Preparativos da OTAN para possível conflito com a Rússia em 2030

Análise aponta que cúpula em Ancara reforça intenção de enfrentamento militar no futuro.

Por Sputnik Brasil Publicado em 09/07/2026 às 06:02
Análise aponta que OTAN se prepara para conflito com a Rússia até 2030. © AP Photo / Olivier Matthys

A Cúpula da Organização do Tratado do Atlântico Norte (OTAN) em Ancara demonstrou a orientação prática do segmento europeu da aliança no sentido de se preparar para uma guerra contra a Rússia em 2030, declarou à Sputnik Igor Korotchenko, analista militar russo.

Korotchenko destacou que a preparação da OTAN para uma guerra contra a Rússia é evidenciada por programas que preveem a rápida obtenção dos recursos financeiros necessários e o início de uma produção em larga escala na Europa, com base nas instalações do complexo militar-industrial regional.

"Os resultados concretos da última cúpula da OTAN, realizada em Ancara, indicam que os países da aliança, especialmente os europeus, adotaram um rumo voltado para a preparação prática de mecanismos de guerra contra a Rússia, com a perspectiva de um confronto militar direto em 2030", ressaltou.

Segundo o analista, os europeus preveem o desenvolvimento de sistemas de armamento, como drones de longo alcance, mísseis de cruzeiro de todos os tipos de lançamento e mísseis balísticos de médio alcance.

Nesse contexto, o complexo militar-industrial e as Forças Armadas da Ucrânia têm um papel importante, devido à sua experiência em operações militares contra a Rússia, observou.

De acordo com os planos dos estrategistas da OTAN, a Ucrânia deverá continuar a conduzir operações militares contra a Rússia nos próximos 3 a 4 anos, contando com o apoio político, financeiro e técnico-militar dos países ocidentais.

Korotchenko apontou que é importante também a alocação dos recursos financeiros necessários para manter o regime do atual líder ucraniano Vladimir Zelensky à tona.
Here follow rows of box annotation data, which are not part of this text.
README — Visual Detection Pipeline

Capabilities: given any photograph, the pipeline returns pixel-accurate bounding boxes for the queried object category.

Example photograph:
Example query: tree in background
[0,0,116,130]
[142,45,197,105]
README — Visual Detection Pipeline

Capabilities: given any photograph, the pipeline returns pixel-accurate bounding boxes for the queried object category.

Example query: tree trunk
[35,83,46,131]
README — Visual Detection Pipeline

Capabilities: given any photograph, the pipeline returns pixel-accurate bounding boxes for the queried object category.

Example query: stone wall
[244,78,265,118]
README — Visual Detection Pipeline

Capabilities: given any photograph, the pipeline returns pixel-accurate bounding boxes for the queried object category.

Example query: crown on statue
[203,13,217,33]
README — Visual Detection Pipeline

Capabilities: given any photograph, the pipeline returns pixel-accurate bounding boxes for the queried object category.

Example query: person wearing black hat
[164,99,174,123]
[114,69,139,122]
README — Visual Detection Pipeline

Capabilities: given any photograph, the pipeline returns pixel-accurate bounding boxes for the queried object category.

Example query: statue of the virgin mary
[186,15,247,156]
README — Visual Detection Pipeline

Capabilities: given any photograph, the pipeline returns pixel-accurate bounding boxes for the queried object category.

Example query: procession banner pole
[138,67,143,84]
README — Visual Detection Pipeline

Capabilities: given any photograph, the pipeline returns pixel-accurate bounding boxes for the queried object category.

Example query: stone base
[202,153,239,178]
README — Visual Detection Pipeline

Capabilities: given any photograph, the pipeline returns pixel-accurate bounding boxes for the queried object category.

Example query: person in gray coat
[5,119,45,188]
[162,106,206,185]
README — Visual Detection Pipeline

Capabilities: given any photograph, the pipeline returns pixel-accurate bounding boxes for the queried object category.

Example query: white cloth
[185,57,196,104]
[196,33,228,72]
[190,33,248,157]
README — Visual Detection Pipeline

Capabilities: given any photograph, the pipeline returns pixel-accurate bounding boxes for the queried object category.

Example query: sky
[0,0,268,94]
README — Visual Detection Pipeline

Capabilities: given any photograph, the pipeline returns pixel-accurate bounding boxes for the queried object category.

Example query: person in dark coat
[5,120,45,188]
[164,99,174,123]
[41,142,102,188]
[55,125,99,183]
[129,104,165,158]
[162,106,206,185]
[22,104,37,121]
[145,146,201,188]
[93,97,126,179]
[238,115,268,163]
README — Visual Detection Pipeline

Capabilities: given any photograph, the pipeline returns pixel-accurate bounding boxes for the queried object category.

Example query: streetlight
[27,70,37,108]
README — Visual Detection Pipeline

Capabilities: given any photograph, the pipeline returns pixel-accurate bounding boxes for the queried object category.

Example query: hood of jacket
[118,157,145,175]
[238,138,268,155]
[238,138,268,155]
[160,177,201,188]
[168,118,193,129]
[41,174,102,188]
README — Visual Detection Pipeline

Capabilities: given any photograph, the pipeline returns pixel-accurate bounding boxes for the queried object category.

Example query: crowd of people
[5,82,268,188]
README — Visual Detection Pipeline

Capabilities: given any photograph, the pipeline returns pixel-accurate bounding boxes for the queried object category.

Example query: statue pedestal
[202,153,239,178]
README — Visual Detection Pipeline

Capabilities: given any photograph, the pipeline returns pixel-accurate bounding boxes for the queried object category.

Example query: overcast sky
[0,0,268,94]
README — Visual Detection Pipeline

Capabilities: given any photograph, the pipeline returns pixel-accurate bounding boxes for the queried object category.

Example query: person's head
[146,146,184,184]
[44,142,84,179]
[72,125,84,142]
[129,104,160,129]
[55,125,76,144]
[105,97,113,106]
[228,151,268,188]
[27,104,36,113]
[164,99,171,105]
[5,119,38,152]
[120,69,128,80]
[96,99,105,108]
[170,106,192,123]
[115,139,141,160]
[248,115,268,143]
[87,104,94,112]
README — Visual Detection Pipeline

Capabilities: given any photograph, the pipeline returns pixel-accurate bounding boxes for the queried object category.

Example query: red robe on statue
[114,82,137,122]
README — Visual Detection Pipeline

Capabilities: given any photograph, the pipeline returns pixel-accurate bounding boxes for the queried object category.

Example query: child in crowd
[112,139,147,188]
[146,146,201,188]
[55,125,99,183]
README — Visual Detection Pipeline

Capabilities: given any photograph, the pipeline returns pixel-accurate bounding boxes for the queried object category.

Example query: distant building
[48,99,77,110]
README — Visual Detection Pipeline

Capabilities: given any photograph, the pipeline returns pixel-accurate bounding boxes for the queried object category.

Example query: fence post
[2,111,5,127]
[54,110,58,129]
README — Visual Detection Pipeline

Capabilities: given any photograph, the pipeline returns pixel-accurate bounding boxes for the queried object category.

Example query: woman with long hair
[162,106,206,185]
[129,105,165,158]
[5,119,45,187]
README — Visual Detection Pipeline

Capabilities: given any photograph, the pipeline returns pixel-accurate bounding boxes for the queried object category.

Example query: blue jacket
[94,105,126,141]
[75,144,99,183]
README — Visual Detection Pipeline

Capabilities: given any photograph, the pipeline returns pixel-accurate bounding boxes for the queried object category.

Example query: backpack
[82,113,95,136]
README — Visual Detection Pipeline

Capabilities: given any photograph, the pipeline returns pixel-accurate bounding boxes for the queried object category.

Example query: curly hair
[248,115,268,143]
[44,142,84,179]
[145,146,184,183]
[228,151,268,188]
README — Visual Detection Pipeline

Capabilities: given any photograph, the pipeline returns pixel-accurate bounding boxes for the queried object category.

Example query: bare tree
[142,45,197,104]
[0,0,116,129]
Isso diz respeito tanto ao financiamento corrente quanto à liberação de parcelas específicas de recursos para a aquisição de armamentos e à continuação das operações de combate.

"A aliança finalmente tirou a máscara e declara abertamente seu objetivo principal: o enfraquecimento máximo da Rússia pelas mãos da Ucrânia nos próximos 3 a 4 anos. Para isso, está se preparando ativamente e já demonstrando força", acrescentou.
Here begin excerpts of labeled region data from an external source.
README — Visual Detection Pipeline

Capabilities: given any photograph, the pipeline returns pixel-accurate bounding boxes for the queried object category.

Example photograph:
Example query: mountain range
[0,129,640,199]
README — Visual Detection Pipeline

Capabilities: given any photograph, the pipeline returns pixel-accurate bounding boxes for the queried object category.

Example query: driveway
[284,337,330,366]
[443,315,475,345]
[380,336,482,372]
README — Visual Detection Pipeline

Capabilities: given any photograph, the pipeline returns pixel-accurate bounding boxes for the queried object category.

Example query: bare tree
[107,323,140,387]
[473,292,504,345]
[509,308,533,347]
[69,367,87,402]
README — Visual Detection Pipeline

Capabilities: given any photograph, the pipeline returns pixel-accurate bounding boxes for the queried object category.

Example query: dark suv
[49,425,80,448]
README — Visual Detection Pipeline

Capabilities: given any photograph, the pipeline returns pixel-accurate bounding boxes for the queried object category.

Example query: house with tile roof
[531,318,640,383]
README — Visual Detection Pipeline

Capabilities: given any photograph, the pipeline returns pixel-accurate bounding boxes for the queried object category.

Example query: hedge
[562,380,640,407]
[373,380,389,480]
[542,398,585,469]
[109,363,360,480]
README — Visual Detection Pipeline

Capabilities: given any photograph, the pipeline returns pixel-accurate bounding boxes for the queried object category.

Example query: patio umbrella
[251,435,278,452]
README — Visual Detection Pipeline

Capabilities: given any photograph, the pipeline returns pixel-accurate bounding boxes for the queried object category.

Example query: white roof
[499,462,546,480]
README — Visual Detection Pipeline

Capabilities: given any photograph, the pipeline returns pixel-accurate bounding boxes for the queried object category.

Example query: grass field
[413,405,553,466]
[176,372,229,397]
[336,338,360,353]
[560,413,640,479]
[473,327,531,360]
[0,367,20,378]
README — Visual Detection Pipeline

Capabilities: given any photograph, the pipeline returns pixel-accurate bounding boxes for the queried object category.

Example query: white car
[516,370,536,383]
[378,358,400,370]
A ideia é mobilizar exércitos em massa, incluindo recrutas, após passarem por rearmamento e concentrarem grupos de tropas de ataque, bem como a infraestrutura de comando necessária, diretamente nas fronteiras russas. O objetivo é estarem prontos para um ataque em grande escala à Rússia.

Na primeira fase, a OTAN realizaria ataques o mais eficazes possível contra alvos da infraestrutura militar, industrial e energética. A ideia é forçar Moscou, conforme imaginam os estrategistas ocidentais, a reconhecer as realidades existentes e a assinar, de fato, condições de encerramento do conflito na Ucrânia que são manifestamente inaceitáveis para a Rússia, concluiu.
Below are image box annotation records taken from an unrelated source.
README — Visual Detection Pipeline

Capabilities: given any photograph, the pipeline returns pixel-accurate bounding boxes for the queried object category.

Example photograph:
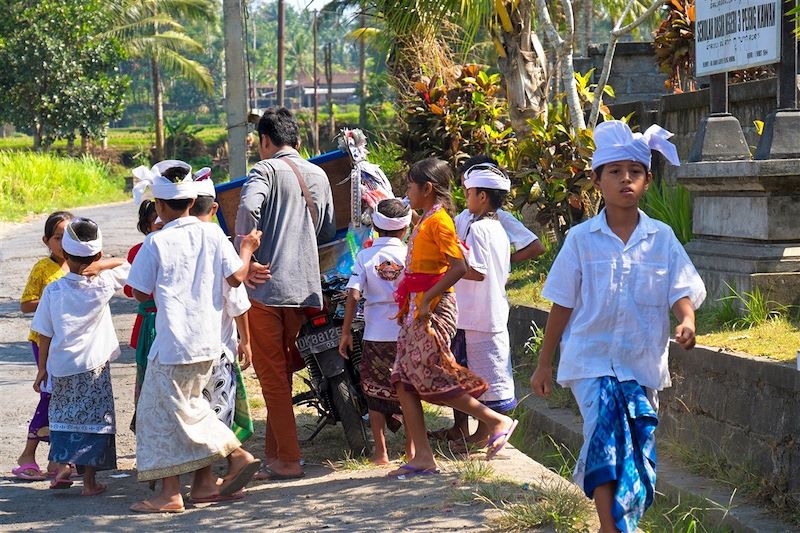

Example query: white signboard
[694,0,781,76]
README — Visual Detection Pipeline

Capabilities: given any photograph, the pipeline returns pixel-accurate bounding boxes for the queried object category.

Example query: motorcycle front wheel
[328,372,372,456]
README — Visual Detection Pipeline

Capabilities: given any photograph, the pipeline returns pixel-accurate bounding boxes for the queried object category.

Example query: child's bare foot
[81,483,107,496]
[369,450,389,465]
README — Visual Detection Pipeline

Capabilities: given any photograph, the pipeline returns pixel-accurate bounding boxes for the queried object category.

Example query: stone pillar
[673,158,800,305]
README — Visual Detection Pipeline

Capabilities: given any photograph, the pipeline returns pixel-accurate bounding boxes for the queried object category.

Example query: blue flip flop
[486,420,519,461]
[386,465,440,479]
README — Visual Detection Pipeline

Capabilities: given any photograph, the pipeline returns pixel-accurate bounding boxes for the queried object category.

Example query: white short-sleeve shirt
[453,209,539,250]
[31,263,130,377]
[455,218,511,333]
[128,217,242,365]
[542,210,706,390]
[347,237,407,342]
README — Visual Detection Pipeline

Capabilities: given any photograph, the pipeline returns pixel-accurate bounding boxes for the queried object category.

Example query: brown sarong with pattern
[391,293,489,403]
[358,341,401,415]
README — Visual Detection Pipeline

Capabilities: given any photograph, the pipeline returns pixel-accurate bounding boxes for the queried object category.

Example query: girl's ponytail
[408,157,453,215]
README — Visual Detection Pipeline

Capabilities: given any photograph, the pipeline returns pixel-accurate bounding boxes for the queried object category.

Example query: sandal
[486,420,519,461]
[130,500,186,514]
[11,463,47,481]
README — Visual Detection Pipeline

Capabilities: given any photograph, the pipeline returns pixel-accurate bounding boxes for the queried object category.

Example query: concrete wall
[508,306,800,495]
[573,42,667,104]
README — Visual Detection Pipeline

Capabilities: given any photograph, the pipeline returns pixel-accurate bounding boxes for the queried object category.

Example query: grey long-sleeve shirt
[236,149,336,307]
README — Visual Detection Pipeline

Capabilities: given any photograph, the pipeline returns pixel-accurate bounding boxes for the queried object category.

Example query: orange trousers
[247,300,305,462]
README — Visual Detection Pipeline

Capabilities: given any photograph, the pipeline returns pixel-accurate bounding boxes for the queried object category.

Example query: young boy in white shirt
[531,121,706,532]
[339,198,413,465]
[189,176,253,443]
[430,155,544,447]
[452,165,517,447]
[128,161,260,513]
[31,218,130,496]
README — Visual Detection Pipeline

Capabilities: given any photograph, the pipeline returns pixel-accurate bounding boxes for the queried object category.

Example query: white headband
[194,167,217,198]
[372,209,411,231]
[132,159,197,205]
[61,224,103,257]
[592,120,681,170]
[464,163,511,192]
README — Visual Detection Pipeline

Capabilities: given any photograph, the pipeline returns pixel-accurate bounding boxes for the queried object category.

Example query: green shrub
[642,181,692,244]
[0,151,126,220]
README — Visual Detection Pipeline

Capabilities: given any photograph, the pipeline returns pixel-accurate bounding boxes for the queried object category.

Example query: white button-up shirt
[128,217,242,365]
[454,218,516,333]
[31,263,130,377]
[542,210,706,390]
[347,237,408,342]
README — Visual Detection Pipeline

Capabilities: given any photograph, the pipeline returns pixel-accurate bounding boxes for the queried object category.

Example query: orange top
[408,209,464,274]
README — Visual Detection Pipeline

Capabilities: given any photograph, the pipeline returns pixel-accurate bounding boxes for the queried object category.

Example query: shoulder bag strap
[276,157,319,228]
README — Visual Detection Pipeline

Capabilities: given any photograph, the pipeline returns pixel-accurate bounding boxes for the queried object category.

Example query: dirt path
[0,203,576,531]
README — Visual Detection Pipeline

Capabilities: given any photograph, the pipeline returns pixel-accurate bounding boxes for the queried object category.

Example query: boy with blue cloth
[531,121,706,532]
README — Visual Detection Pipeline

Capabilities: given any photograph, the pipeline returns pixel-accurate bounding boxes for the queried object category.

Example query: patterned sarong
[136,356,241,481]
[48,363,117,470]
[391,293,489,403]
[584,376,658,533]
[358,341,400,415]
[203,352,253,443]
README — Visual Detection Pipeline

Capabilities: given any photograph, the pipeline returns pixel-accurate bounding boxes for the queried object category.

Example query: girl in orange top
[389,158,517,479]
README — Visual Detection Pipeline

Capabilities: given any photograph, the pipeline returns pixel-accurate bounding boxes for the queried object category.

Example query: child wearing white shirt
[531,121,706,532]
[128,161,261,513]
[31,218,130,496]
[453,166,517,446]
[189,176,253,443]
[339,199,413,465]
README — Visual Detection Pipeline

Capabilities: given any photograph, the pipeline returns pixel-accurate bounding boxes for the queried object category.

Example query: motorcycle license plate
[297,324,341,353]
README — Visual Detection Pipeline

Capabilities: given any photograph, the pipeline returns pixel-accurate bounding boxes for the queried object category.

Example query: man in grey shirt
[236,108,336,479]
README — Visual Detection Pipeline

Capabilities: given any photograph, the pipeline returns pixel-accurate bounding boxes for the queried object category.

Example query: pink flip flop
[486,420,519,461]
[386,465,440,480]
[11,463,47,481]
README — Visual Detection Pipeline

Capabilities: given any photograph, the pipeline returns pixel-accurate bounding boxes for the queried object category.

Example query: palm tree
[106,0,217,159]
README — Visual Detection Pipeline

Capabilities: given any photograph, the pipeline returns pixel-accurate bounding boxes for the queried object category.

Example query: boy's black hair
[594,161,650,180]
[64,217,100,265]
[475,187,508,211]
[44,211,75,239]
[256,107,300,148]
[136,200,156,235]
[189,195,214,217]
[161,167,193,212]
[373,198,410,237]
[456,154,500,176]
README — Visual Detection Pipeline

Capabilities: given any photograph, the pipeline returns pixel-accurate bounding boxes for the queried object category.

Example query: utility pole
[277,0,286,107]
[325,43,336,140]
[312,9,319,155]
[358,8,367,130]
[222,0,247,179]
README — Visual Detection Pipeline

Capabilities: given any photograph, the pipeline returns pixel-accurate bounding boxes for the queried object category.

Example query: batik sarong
[391,293,489,403]
[573,376,658,532]
[28,341,51,442]
[48,363,117,470]
[203,352,253,443]
[136,356,240,481]
[358,341,401,415]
Após a cúpula em Ancara, os líderes dos países da OTAN aprovaram uma das declarações conjuntas mais curtas da história da aliança, composta por cinco seções temáticas.

O documento enfatiza principalmente os gastos militares, o desenvolvimento da indústria de defesa e o apoio contínuo à Ucrânia. A OTAN também declarara a intenção de desenvolver capacidades para ataques profundos e de alta precisão, sistemas integrados de defesa aérea e antimísseis, sistemas não tripulados, inteligência artificial e capacidades de inteligência.